E, se os critérios são puramente pessoais, como Lula gosta de ressaltar, está no caminho errado, já que um governo de coalizão pressupõe compromissos políticos públicos dos partidos que compõem a base do governo. O cientista político Sérgio Abranches define governo de coalizão como aquele "no qual se acerta um programa comum e se compartilha o poder entre os partidos, de acordo com sua melhor capacidade para executar o programa". Ele faz a diferença entre essa postura política e "uma coalizão de sustentação parlamentar "ad hoc", com a qual o governo negociará ponto a ponto a aprovação de seus projetos, em troca de alguns cargos, porém não poder governamental".

No Brasil, há na prática uma diferença entre a coligação, uma aliança meramente eleitoral, e a coalizão, que designaria a base de sustentação parlamentar. Diferente da Alemanha, por exemplo, onde as "coligações" eleitorais se baseiam em um programa comum.

Se for preciso ampliar a base de sustentação parlamentar, para formar maioria, quando nenhum partido ou coligação conseguiu a maioria, o que se negocia é um programa de governo, como aconteceu para que a Angela Merkel assumisse.

Como nem a CDU, de Merkel, nem o SPD, de Schröeder, fizeram maioria, e nenhum dos dois conseguiu formar uma coalizão, para evitar novas eleições, preferiram viabilizar a coalizão entre velhos rivais, a rara "Grande Coalizão".

Para tal, acertaram um programa de governo no qual puseram o que cada partido considerava relevante, e o outro não vetava, e tiraram o que cada partido considerava inegociável.
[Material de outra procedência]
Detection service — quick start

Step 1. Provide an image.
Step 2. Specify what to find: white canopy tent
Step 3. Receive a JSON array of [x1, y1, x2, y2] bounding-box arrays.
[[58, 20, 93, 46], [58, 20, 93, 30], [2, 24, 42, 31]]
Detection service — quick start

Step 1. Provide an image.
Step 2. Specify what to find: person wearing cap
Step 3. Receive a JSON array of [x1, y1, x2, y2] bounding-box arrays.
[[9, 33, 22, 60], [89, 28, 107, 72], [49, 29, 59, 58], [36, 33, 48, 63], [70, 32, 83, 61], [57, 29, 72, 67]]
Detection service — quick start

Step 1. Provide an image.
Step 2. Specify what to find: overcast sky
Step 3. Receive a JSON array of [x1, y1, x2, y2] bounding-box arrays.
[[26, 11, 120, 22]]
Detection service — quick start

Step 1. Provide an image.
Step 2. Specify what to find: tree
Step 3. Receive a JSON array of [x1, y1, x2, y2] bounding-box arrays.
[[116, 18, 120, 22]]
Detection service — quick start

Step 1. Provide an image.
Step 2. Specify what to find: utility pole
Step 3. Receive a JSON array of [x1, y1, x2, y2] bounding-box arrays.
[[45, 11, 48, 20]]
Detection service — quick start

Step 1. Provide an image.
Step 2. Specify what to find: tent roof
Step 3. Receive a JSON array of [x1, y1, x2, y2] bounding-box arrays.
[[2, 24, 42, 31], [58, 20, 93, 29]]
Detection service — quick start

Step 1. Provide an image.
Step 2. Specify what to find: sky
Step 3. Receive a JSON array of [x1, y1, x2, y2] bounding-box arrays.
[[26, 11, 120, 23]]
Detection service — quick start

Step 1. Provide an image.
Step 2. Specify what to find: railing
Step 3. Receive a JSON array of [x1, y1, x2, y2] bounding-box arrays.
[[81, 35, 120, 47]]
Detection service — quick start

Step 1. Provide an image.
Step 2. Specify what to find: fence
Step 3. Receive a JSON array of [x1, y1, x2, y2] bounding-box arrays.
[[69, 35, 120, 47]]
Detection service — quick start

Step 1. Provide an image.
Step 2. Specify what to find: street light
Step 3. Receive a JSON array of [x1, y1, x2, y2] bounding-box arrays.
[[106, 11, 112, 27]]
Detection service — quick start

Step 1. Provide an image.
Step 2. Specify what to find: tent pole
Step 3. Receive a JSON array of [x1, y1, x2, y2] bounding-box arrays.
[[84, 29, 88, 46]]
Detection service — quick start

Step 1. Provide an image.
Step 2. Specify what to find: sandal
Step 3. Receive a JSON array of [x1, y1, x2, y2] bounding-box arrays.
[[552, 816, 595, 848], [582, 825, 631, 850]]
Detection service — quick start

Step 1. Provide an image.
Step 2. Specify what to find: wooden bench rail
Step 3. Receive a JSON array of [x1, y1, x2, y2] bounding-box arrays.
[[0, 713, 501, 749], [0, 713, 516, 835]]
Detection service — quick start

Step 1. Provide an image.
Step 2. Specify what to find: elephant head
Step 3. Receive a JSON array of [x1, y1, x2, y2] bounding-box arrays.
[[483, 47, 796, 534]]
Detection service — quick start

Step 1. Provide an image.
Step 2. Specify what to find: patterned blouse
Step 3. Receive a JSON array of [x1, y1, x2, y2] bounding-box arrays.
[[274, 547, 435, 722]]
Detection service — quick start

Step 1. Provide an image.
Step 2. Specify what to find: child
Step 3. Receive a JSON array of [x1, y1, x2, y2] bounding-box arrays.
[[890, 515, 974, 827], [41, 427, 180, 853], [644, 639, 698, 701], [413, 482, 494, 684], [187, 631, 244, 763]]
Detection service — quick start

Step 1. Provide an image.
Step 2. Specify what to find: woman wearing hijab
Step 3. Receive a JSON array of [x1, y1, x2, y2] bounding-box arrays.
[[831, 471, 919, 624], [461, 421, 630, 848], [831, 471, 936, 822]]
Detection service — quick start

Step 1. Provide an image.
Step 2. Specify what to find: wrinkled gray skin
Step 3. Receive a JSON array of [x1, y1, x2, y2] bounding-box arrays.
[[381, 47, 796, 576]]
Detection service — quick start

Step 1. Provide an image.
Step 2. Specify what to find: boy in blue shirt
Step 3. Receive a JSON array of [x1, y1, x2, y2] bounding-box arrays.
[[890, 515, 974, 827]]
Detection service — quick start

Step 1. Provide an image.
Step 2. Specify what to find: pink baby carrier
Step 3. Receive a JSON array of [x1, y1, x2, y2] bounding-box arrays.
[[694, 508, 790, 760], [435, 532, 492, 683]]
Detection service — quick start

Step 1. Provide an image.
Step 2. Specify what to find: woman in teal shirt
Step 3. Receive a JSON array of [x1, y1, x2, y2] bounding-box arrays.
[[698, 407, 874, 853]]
No caso do SPD, lembra Sérgio Abranches, foi a reforma da Previdência proposta pela CDU. Aqui, foi o PDT que mais se aproximou desse modelo de coalizão, ao exigir do presidente Lula um compromisso de não fazer nenhuma reforma na Previdência Social. Esse mesmo PDT que estaria hoje sendo descartado por "indisciplina". O caso do PDT pode ser revelador do ânimo que orienta o presidente Lula na composição de seu Ministério.

Se o presidente do partido, Carlos Lupi, for confirmado como ministro da Previdência, como lhe garantiu ontem o ministro Tarso Genro, estará demonstrado que o que aconteceu não passou de intriga de quem queria ficar com o cargo. Caso a Previdência seja entregue ao deputado petista Mauricio Rands, fica explicitada a exigência de subserviência total ao Palácio do Planalto para receber as benesses do poder.